Following the conclusion of last season where Newmarket came up agonisingly short in their bid to retain Premier Division and Clare Cup titles, Mark O’Malley brought an end to his tenure which included him and Donal Magee guiding the club to win back to back league and cup titles.

Their departure and the juncture the team had reached meant that the appointment key officers in the club like Chairman Jody Halpin, secretary Grainne Hayes and PRO Liam Murphy would make was going to have a lasting effect.

To fill the void, they turned to someone who has been described as one of the club’s greatest signings, former League of Ireland great, Paddy Purcell. This prompted the former Limerick FC to call time on his playing career. The decision to become manager was one he took weeks to mull over but he was swayed at the prospect of treating it as a transition and continuing to blood new players.
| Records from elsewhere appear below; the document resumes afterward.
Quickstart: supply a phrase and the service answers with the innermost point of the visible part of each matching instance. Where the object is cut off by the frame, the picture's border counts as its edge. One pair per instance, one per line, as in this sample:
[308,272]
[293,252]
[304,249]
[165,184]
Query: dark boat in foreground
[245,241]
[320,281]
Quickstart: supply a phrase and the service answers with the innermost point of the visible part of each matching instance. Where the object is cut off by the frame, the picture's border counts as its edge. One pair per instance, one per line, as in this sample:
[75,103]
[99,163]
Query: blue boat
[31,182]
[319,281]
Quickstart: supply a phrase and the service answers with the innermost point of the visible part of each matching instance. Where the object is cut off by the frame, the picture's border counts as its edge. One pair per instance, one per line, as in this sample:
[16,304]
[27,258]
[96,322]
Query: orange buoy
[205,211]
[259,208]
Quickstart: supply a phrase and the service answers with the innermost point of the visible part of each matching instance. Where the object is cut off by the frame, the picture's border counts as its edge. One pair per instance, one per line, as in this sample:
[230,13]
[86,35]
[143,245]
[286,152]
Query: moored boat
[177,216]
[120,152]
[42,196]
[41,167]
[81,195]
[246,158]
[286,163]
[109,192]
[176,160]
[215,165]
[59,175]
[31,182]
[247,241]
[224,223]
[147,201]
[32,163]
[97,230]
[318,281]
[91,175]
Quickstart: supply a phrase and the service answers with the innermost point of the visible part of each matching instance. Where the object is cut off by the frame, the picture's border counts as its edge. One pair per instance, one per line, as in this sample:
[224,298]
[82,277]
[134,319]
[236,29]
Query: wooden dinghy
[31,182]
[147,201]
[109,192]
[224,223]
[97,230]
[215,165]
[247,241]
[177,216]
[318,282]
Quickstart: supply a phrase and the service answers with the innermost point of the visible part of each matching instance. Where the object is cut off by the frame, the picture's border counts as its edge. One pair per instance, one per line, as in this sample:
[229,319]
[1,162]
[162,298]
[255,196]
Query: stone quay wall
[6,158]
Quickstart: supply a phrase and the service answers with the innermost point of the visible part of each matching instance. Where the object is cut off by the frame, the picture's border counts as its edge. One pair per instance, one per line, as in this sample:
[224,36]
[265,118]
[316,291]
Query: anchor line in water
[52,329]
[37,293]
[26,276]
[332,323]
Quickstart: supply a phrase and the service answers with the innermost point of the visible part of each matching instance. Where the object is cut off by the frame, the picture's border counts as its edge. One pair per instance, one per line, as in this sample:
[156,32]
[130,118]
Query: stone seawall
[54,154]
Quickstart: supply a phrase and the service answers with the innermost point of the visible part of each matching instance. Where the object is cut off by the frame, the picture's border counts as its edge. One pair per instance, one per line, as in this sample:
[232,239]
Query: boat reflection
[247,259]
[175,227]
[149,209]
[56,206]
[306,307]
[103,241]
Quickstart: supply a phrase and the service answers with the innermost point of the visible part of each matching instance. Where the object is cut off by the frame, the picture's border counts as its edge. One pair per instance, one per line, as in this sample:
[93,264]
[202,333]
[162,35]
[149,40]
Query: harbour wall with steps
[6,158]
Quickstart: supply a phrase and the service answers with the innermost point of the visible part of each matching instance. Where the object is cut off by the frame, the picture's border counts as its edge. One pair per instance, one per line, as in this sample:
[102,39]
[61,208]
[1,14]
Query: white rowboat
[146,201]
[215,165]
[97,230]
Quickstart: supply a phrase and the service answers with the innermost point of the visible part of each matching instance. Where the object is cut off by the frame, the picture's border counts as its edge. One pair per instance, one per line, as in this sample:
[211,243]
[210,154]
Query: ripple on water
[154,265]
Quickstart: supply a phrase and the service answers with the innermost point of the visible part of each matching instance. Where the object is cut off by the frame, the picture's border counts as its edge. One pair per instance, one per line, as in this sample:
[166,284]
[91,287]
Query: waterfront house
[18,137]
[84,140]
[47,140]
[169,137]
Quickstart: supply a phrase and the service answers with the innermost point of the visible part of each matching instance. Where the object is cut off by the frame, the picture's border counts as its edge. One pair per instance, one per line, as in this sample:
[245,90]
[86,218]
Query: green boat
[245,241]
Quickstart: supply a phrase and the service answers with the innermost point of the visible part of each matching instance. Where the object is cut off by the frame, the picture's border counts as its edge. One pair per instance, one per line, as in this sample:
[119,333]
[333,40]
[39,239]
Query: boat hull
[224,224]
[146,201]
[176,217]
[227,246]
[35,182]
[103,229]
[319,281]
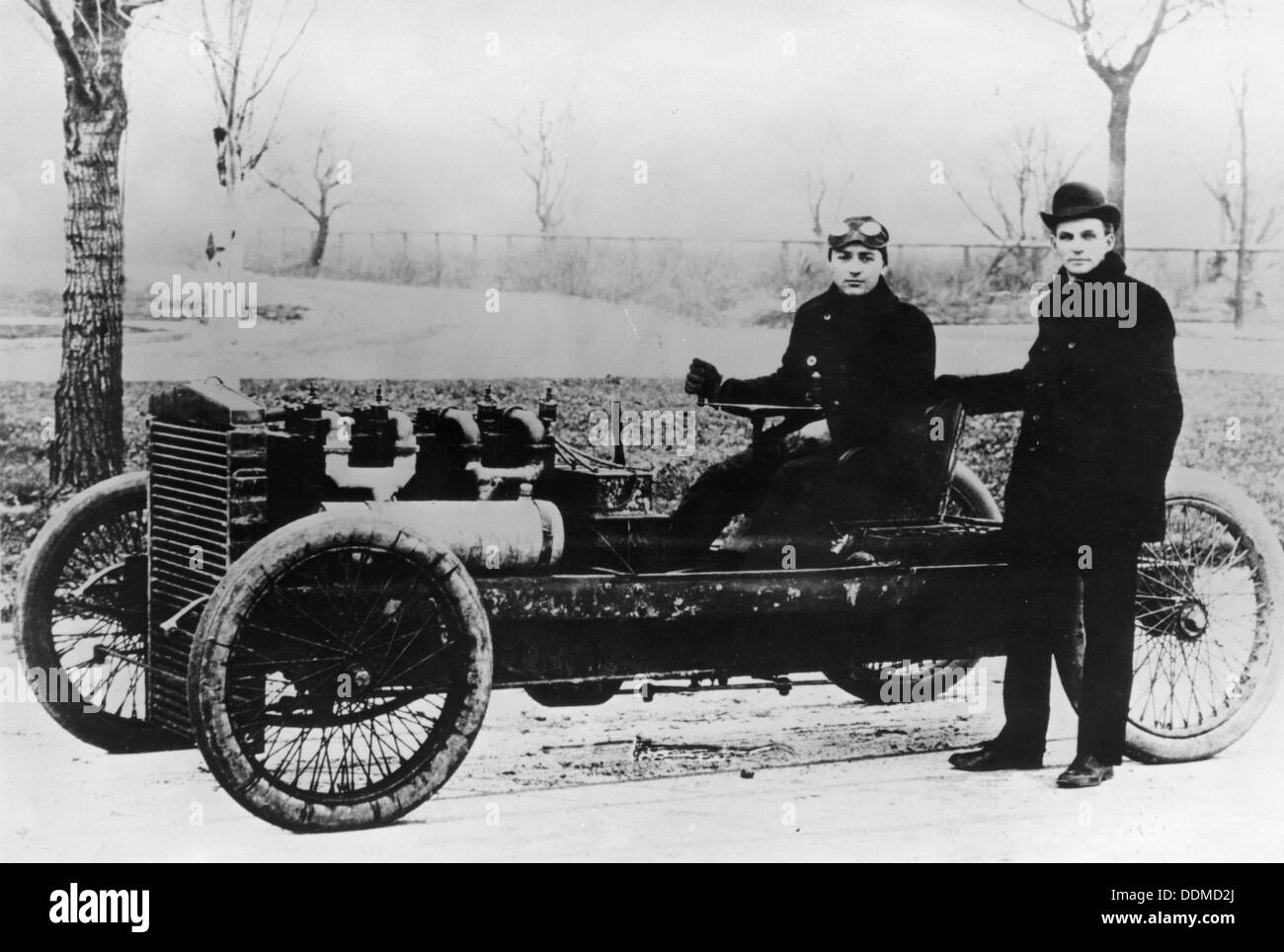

Paddy admitted, “I was definitely ready to hang up the boots, you always want to play as long as you can but I was at the stage where I was ready to hang up the boots and give something else a go. I also thought this would be a good transition from playing as opposed to stopping dead and not being involved, I’ve been involved in playing men’s football for twenty seven years, to go from doing that to not being involved was something I thought would not be the right thing to do. Talking to a few lads and Claire at home, taking the position was viewed as a good idea”.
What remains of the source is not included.